We learned more biology from Tomas Bohr (Technical University of Denmark), who explained the amazing system by which trees distribute sugar, from its production in the leaves and subsequent distribution by phloem tubes back to growing parts of the tree. He put forward a leaky pipe-flow model for short- to medium-needled trees, but many mysteries remain to be explained.
Sean Cornelius (Northeastern University) found a compellingly general explanation for the ubiquity of Laplace-distributed growth rates in many fields, including biological populations and corporation profits. He explained how in competitive networks exhibiting bistability in the activation of each node, noise leads not to normal growth distributions but Laplace ones.
Active fluids are another intersection of the natural and artificial. Microorganisms often present self-propelled spinning behavior, and engineered microrotors show great potential for application. Petia Vlahovska (Northwestern) examined active fluids of Quincke rotors, including particle and continuum models for their behavior. Vincenzo Vitellli (University of Chicago) examined some time-reversal symmetry-breaking properties of active magnetically-driven microrotors fluids, including a new dissipationless viscosity term.
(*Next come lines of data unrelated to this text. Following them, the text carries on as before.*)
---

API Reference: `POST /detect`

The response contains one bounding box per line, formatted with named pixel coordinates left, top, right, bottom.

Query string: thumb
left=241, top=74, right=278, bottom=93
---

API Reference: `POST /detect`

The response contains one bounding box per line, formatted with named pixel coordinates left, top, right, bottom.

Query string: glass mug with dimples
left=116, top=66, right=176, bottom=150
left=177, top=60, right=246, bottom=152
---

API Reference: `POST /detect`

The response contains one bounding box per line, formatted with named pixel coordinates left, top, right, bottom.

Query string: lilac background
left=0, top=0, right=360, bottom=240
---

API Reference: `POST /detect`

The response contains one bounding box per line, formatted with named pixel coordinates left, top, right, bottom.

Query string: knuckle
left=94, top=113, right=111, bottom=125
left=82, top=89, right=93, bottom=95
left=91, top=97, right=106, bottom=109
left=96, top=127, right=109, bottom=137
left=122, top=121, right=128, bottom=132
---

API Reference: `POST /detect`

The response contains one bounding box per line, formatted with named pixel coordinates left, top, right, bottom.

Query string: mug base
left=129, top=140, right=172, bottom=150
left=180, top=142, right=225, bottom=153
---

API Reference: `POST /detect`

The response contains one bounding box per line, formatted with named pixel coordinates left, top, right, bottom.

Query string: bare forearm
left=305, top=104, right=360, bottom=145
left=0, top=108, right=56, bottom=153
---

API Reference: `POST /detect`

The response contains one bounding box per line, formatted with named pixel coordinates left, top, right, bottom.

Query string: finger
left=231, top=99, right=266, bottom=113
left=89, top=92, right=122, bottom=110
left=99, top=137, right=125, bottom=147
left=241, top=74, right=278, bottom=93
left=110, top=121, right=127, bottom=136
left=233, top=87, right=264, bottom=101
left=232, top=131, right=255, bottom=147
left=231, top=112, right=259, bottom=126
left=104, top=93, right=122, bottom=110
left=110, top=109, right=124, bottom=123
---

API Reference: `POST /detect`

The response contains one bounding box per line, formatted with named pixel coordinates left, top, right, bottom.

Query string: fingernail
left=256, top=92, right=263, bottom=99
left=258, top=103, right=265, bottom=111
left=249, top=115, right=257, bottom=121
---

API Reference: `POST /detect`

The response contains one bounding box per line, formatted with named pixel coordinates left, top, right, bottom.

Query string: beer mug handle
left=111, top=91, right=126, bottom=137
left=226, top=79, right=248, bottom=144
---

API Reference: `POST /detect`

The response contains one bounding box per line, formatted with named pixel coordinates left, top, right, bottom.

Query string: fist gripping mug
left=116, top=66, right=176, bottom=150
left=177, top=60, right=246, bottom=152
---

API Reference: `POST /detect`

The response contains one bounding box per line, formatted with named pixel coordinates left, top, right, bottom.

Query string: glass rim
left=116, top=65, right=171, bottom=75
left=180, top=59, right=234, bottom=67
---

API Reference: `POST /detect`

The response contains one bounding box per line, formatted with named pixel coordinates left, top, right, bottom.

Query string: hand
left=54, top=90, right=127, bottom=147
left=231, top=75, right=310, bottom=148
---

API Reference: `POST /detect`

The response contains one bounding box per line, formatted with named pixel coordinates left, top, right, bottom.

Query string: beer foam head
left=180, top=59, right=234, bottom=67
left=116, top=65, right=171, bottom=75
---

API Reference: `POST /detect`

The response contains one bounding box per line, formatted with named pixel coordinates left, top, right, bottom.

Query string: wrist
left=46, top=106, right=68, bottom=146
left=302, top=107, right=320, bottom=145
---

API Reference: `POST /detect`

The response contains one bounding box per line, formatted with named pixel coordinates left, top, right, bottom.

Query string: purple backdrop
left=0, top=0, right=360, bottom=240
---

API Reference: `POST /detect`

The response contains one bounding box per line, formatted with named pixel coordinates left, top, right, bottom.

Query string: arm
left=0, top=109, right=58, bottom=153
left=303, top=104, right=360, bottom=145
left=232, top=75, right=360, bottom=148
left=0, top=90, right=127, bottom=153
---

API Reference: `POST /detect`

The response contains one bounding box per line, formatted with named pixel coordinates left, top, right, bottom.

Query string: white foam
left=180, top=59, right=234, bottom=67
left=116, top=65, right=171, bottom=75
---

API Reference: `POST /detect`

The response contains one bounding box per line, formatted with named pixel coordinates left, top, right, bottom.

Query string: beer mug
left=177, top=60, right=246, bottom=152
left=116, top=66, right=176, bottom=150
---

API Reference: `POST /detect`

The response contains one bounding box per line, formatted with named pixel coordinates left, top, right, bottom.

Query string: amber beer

Throughout the conference, machine learning showed its amazing practicality, cropping up in a large portion of the talks over the weekend. Reservoir computing was used to 'learn' many nonlinear dynamical systems, with applications such as enabling model-free control mechanisms for chaotic systems - as brought to light in a flash talk by Daniel Canaday (Ohio State University). Edward Ott (University of Maryland) showed how even though machine-learned models necessarily diverge from the true nonlinear system, they sometimes retain 'realistic-looking' dynamics and match its ergodic (long-term statistical) behavior.
Many more insights were shared, but these margins are too small to contain them. Suffice to say that there was something for everyone, which is one of the great features of dynamics as a field, and the reason I'm looking forward to Dynamics Days 2020!